44.  In view of the far-reaching consequences which an expulsion would have on the responsibilities which the first applicant has as a mother, as well as on her family life with her young daughter, and taking into account that it is clearly in Rachael's best interests for the first applicant to stay in the Netherlands, the Court considers that in the particular circumstances of the case the economic well-being of the country does not outweigh the applicants' rights under Article 8, despite the fact that the first applicant was residing illegally in the Netherlands at the time of Rachael's birth. Indeed, by attaching such paramount importance to this latter element, the authorities may be considered to have indulged in excessive formalism.

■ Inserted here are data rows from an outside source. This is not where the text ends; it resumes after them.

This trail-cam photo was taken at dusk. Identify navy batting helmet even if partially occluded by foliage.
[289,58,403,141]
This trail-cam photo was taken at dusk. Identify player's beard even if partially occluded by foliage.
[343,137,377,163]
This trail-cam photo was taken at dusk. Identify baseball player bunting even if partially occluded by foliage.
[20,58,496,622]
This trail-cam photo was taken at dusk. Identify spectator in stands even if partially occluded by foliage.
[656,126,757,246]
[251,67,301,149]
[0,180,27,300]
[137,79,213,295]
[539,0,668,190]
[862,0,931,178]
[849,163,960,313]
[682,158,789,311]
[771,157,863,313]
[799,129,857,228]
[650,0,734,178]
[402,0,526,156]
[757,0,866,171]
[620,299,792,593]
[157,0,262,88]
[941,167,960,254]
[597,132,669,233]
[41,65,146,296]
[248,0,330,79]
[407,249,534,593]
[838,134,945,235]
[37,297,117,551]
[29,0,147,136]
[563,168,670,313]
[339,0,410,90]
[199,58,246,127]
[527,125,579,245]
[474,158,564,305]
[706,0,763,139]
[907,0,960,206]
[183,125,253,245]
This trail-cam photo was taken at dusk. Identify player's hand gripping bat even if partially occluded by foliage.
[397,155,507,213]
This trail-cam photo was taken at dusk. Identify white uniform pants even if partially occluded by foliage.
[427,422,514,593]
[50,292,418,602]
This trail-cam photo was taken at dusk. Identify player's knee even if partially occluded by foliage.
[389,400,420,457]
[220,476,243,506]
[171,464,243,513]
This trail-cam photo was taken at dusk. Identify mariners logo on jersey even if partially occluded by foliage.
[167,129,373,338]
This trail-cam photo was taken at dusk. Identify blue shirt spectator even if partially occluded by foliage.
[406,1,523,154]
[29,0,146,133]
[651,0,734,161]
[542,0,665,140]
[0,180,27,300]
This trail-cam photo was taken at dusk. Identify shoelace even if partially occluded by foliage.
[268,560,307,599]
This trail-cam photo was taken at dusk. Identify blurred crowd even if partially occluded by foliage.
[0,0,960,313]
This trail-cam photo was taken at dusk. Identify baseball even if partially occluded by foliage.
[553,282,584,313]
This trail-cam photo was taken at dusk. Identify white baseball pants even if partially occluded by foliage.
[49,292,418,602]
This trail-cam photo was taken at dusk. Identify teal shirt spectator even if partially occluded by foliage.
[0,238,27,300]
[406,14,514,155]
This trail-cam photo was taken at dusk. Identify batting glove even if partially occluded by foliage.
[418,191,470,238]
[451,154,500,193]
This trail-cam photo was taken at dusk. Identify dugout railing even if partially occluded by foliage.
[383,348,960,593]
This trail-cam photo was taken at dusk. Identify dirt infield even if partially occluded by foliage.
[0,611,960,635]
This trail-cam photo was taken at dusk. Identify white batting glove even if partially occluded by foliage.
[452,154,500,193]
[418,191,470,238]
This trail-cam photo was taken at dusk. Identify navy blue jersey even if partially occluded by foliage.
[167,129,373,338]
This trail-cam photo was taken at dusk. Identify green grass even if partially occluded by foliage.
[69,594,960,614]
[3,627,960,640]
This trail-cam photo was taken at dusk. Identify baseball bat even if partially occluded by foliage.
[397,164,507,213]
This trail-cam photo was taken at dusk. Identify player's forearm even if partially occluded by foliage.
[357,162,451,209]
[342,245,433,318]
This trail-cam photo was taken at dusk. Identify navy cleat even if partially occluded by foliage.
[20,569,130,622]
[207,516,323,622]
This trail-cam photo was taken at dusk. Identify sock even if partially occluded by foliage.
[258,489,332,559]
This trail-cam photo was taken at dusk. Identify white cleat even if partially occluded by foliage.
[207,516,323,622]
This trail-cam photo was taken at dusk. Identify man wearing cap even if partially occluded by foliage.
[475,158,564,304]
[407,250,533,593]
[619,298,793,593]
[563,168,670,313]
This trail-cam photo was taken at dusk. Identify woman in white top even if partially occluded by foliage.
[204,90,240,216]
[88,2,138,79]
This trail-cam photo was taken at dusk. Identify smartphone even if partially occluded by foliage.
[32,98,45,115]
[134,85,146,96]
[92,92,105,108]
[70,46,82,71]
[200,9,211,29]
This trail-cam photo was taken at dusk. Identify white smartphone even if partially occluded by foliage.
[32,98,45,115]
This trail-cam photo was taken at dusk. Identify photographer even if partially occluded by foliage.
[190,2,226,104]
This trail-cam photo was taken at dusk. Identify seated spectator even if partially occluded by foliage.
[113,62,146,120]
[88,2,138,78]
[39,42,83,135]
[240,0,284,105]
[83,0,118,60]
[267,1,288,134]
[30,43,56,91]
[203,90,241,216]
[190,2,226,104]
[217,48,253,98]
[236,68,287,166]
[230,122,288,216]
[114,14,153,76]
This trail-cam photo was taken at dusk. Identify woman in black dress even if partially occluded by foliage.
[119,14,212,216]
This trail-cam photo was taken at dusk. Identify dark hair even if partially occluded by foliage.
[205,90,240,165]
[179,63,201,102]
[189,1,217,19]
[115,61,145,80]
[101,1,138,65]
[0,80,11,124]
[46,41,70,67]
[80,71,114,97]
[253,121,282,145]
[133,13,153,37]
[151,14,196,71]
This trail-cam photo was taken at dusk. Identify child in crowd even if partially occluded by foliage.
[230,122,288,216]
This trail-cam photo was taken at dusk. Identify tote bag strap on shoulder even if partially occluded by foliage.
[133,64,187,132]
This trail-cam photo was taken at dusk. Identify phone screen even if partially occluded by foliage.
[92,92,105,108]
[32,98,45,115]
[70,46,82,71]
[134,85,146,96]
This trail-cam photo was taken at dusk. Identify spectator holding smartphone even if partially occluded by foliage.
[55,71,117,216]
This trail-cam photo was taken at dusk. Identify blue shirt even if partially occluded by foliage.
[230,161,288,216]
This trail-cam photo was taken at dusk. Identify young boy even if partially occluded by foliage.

The Court concludes that a fair balance was not struck between the different interests at stake and that, accordingly, there has been a violation of Article 8 of the Convention.


45.  Article 41 of the Convention provides:

“If the Court finds that there has been a violation of the Convention or the Protocols thereto, and if the internal law of the High Contracting Party concerned allows only partial reparation to be made, the Court shall, if necessary, afford just satisfaction to the injured party.”

A.  Damage

46.  The applicants submitted no claims in respect of pecuniary damage, but sought compensation for non-pecuniary damage relating to the stress and fear they had suffered as a result of the uncertainty surrounding the first applicant's residence status in the Netherlands. They claimed 10,000 euros (EUR) under this head.

47.  The Government argued, firstly, that the applicants had not submitted any documents attesting to their suffering from the psychological condition of stress. Secondly, they were of the view that any uncertainty the applicants experienced as a consequence of their considered decision to remain in the Netherlands illegally was a circumstance that could not be imputed to the State.

48.  The Court considers that the present judgment constitutes in itself sufficient just satisfaction with regard to the non-pecuniary damage alleged (see Mehemi v. France, 26 September 1997, § 41, Reports 1997-VI).

B.  Costs and expenses

49.  The applicants claimed a total of EUR 145.30 for the costs and expenses the first applicant had incurred in the domestic court proceedings relating to her application for a residence permit: EUR 50 for court fees, and EUR 95.30 for the mandatory personal contribution (eigen bijdrage) she had to pay her lawyer.

50.  The Government submitted that they had no observations to make in relation to this claim.

51.  The Court finds the claim reasonable, and consequently allows it in full.

C.  Default interest

52.  The Court considers it appropriate that the default interest should be based on the marginal lending rate of the European Central Bank, to which should be added three percentage points.


1.  Holds that there has been a violation of Article 8 of the Convention;

2.  Holds that the finding of a violation constitutes in itself sufficient just satisfaction for the non-pecuniary damage sustained by the applicants;

3.  Holds

(a)  that the respondent State is to pay the first applicant, within three months from the date on which the judgment becomes final in accordance with Article 44 § 2 of the Convention, EUR 145.30 (one hundred and forty-five euros thirty cents) in respect of costs and expenses, plus any tax that may be chargeable;

(b)  that from the expiry of the above-mentioned three months until settlement simple interest shall be payable on the above amount at a rate equal to the marginal lending rate of the European Central Bank during the default period plus three percentage points;

4.  Dismisses the remainder of the applicants' claim for just satisfaction.

Done in English, and notified in writing on 31 January 2006, pursuant to Rule 77 §§ 2 and 3 of the Rules of Court.